Purpose of Meeting 5m:

To agree on technical implementation of double hashing being proposed, and feedback any questions or concerns regarding future implementations of ambient content routing.

Topics to cover 30m:

Items from last meeting:

HTTP Delegated Routing rollout to Kubo and gateways:
- Content routing discussions underway at colo.
Bifrost implementation:
- Unify everything to v0.17.0 with the latest tested resource manager configuration but without Reframe. Remove the customization from banks 1, 4, 11, 12 and 13, as well as those hosts (preloads, bootstrappers and collab cluster) that were modified to test 0.17.0-RC (double check on this with Cameron, hydras have been turned off at this point)*
- Deploy v0.18.0 “RC2” with HTTP Delegated Routing to some test banks and one host each of preloads, bootstrappers and collab cluster.
  - Team was able to bring EVERYTHING up to v 0.17 successfully yesterday.(exc. Nitro clusters they’re in a life support state due to a phase out exercise).
  - @Torfinn Olsen add release notes to RC2 here for follow on readers.
  - @Adin Schmahmann highlighted that there are rollback issues present between v0.17 from v0.18 so some additional testing is warranted.
    - Mario’s teams plan accommodates testing prior to deployment, and there’s no production data so the TTFB(time to first byte) will suffer temporarily, but we’re not looking at any serious user experience problems. Wipe is likely the easiest but there’s also an IPFS repo command that can be leveraged.
  - Hydra functionality status review: Hydra functionality for bridging indexers and DHT’s is still there.

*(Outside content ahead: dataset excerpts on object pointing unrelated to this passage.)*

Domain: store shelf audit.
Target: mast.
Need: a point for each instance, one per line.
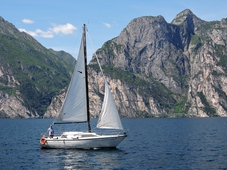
(86, 77)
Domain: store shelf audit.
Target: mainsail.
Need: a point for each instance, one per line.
(109, 117)
(74, 108)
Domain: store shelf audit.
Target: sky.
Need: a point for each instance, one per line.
(57, 24)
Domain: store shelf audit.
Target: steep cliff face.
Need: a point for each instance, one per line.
(30, 74)
(153, 68)
(180, 68)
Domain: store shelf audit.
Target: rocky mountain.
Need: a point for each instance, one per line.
(154, 69)
(30, 74)
(172, 69)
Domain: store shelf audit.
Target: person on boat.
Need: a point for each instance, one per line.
(50, 131)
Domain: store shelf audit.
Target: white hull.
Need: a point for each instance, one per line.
(82, 140)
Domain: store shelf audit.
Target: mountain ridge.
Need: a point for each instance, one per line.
(159, 69)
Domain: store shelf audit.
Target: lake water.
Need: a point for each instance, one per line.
(152, 143)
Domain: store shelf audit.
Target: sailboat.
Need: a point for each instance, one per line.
(75, 109)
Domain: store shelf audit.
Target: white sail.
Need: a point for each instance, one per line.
(75, 106)
(109, 117)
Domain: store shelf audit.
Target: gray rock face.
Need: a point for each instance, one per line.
(188, 57)
(153, 68)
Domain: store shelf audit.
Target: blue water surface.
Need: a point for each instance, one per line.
(152, 143)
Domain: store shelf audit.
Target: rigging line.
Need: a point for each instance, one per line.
(95, 55)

  - v0.17 unification of hosts is still presently missing reframe. Some test nodes have reframe some don’t. The Bifrost team is also adding the resource manager and they’re planning to bring HTTP delegated routing(previously known as reframe) during their upgrade to v0.18.
  - When the PR is merged @Torfinn Olsen will post the PR here. That will be completed today or tomorrow.

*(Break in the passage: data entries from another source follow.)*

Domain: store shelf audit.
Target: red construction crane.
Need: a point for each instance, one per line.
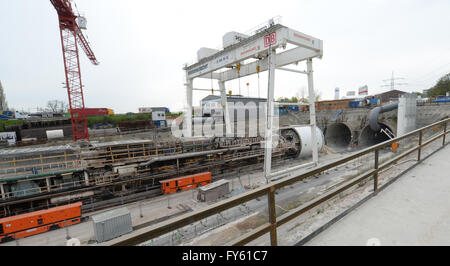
(71, 34)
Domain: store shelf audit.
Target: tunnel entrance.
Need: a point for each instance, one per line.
(338, 136)
(369, 137)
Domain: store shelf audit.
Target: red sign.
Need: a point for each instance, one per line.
(270, 39)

  - Until we get the HTTP delegated routing capability we won’t know how much traffic we’re indexing so we need some support to understand the expected indexer traffic growth increases. Banks 11,12,13 were fine but what fraction of the entirety of traffic are the remaining banks in the swarm?
    - 11,12,13 have 6 nodes each for a total of 18, and that’s out of a total of 120 so we’re looking at 6x-7x traffic increase. Load Balancers use consistent hashing, so it’s possible there’s an imbalance in source of CID’s.

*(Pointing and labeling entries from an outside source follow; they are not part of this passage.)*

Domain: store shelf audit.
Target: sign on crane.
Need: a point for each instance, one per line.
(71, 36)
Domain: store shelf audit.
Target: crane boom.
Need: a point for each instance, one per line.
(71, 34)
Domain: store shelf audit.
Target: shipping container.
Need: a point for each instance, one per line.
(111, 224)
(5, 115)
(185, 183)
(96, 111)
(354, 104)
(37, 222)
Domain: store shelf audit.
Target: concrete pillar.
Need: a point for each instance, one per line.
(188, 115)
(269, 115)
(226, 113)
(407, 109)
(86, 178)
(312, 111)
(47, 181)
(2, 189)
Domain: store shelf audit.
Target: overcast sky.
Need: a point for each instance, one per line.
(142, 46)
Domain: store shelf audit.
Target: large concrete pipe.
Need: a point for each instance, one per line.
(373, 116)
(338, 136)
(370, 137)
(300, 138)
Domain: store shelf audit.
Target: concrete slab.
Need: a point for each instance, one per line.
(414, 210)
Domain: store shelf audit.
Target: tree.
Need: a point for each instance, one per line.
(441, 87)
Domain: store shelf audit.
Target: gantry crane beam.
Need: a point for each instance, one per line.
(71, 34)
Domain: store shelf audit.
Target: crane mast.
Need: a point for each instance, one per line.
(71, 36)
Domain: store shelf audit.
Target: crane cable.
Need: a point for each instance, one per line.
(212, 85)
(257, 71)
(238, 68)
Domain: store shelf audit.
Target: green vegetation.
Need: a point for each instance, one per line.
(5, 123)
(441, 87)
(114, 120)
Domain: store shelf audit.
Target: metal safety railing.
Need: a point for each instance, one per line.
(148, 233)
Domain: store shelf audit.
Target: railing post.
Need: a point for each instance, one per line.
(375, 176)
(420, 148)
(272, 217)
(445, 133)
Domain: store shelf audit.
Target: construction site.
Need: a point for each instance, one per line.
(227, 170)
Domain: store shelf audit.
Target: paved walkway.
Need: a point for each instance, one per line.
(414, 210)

- Indexer traffic doubling from hydras, and cid.contact. Can we filter or discretely avoid hydra traffic? There’s a config file for swarm filters with CIDR notation. It might save us more traffic and cost. Are the Hydra PeerID’s supposed to stay static? We think they’re an IP range.
Privacy support on Autodiscovery(feedback from IPFS at colo)
Probelab hydras turndown bitswap delay 20x reads could potentially flood to indexer service. Issue 8807 in kubo. https://github.com/ipfs/kubo/issues/8807
- Possible to test this on IPFS clients to measure the number and track queries going to indexer and DHT.
- Also a concern: consistent hashing for the nodes. RootCID or full path? It’s based on the full PATH. Bitswap bridges gaps when you query a full directory but there’s a risk that in this case every single path in the query will be a multiplied indexable query so there’s a forcing function risk. We should be using the RootCID to make the best use of the Kubo Bitstore. There’s some optimization considerations which need to happen.
- Thunderdome test? This test would be wise to rerun with a subset of 100 peers rather than 800. 1s is a little to significant of a travel time, the conclusion of the groups present analysis is that the 1s travel is to frequently experienced to accommodate. More testing needed.
The outcome is we’re ok to release v0.18 but just not with any delay eliminations.
- If delay gives better user performance that’s a win, but if we need to scale the indexer because we’re increasing the traffic we just need a warning on the Indexer team. The Probelab team thinks they can reduce the 400-500ms.
- Cost component this will increase cost by increasing volume on the Indexers cloudfront(Indexstar)
Ambient Routing TDD is out when can this be implemented?
- Design is proposed, implementation timeline outstanding.